-48-
Voor mensen, die hun stamboom uitzoeken, kunnen
deze lijsten van nut zijn.
MAAR WAAROM DEED MEN DIT VROEGER ZO
Wel, in principe moest iedere jongeman van ca 20 jaar
in dienst, maar als ze allemaal op zouden komen, werd
het leger veel te groot. Dus werd er om geloot, wie
wel en wie niét in dienst moest: trok je een laag
nummer, dan werd je soldaat, trok je een hoog nummer,
dan was je vrij.
Enige tijd voordat er geloot moest worden, werd aan
iedere burgemeester bericht hoeveel recruten uit zijn
gemeente moesten komen.
Met deze wetenschap is onderstaande brief begrijpelyk
Aan den Heer Burgemeester van St.Pancras.
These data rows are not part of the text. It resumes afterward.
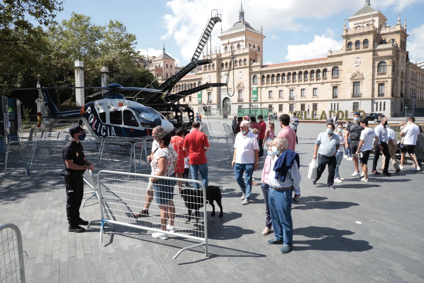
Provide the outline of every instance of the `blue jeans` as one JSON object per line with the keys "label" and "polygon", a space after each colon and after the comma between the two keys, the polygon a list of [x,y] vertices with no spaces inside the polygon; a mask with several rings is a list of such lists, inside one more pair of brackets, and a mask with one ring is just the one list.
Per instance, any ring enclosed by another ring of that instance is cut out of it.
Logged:
{"label": "blue jeans", "polygon": [[283,244],[291,246],[293,242],[293,221],[291,218],[292,190],[268,192],[269,212],[274,227],[276,240],[282,240]]}
{"label": "blue jeans", "polygon": [[337,153],[336,154],[336,161],[337,162],[337,165],[336,165],[336,170],[334,173],[335,179],[337,179],[340,177],[340,175],[339,175],[339,166],[340,166],[340,163],[342,163],[342,160],[343,160],[343,151],[337,151]]}
{"label": "blue jeans", "polygon": [[[207,163],[203,164],[194,164],[192,165],[190,164],[190,168],[191,169],[191,179],[192,180],[197,180],[198,171],[200,171],[200,175],[202,176],[202,182],[205,187],[208,186],[208,163]],[[197,184],[193,184],[193,187],[198,190],[199,185]]]}
{"label": "blue jeans", "polygon": [[[243,173],[245,171],[245,184],[243,179]],[[245,197],[250,199],[250,193],[252,191],[252,177],[253,176],[253,163],[242,164],[236,163],[234,165],[234,171],[236,174],[236,181],[238,183],[242,192],[245,194]]]}
{"label": "blue jeans", "polygon": [[271,228],[271,217],[269,215],[269,203],[268,201],[268,192],[271,189],[269,188],[269,185],[262,182],[261,185],[261,188],[262,189],[262,193],[264,195],[264,202],[265,202],[265,227],[267,228]]}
Ik heb de eer te berigten dat een nader geneeskundig
onderzoek is verlangd ten aanzien van den milicien
uwer gemeente
Jan Goet no1
van de ligting 1884 en dat hij bij beschikking van
Gedeputeerde Staten van den 25 dezer no.66 wegens
ligchaamsgebreken is vrijgesteld van de dienst bij
de nationale militie.
Hierdoor ontbreekt thans een man aan het aandeel in
de ligting door uwe gemeente in dit jaar te leveren
en ik zend U daarom ter aanvulling een oproepings
brief en wel voor de loteling uwer gemeente
Jan Duif no. 3
met verzoek dit stuk aan den belanghebbende binnen
den bij de wet bepaalden tijd uit te reiken....
De Commissaris des Konings in de provincie N.Holl.
In dat jaar (1883/1884) waren er 7 lotelingen
Jan Goet en Pieter Groen, die lotnrs. 1 en 2 trok
ken, moesten in dienst en degenen, die een hoger
nummer trokken waren vrij, zolang er niemand afviel.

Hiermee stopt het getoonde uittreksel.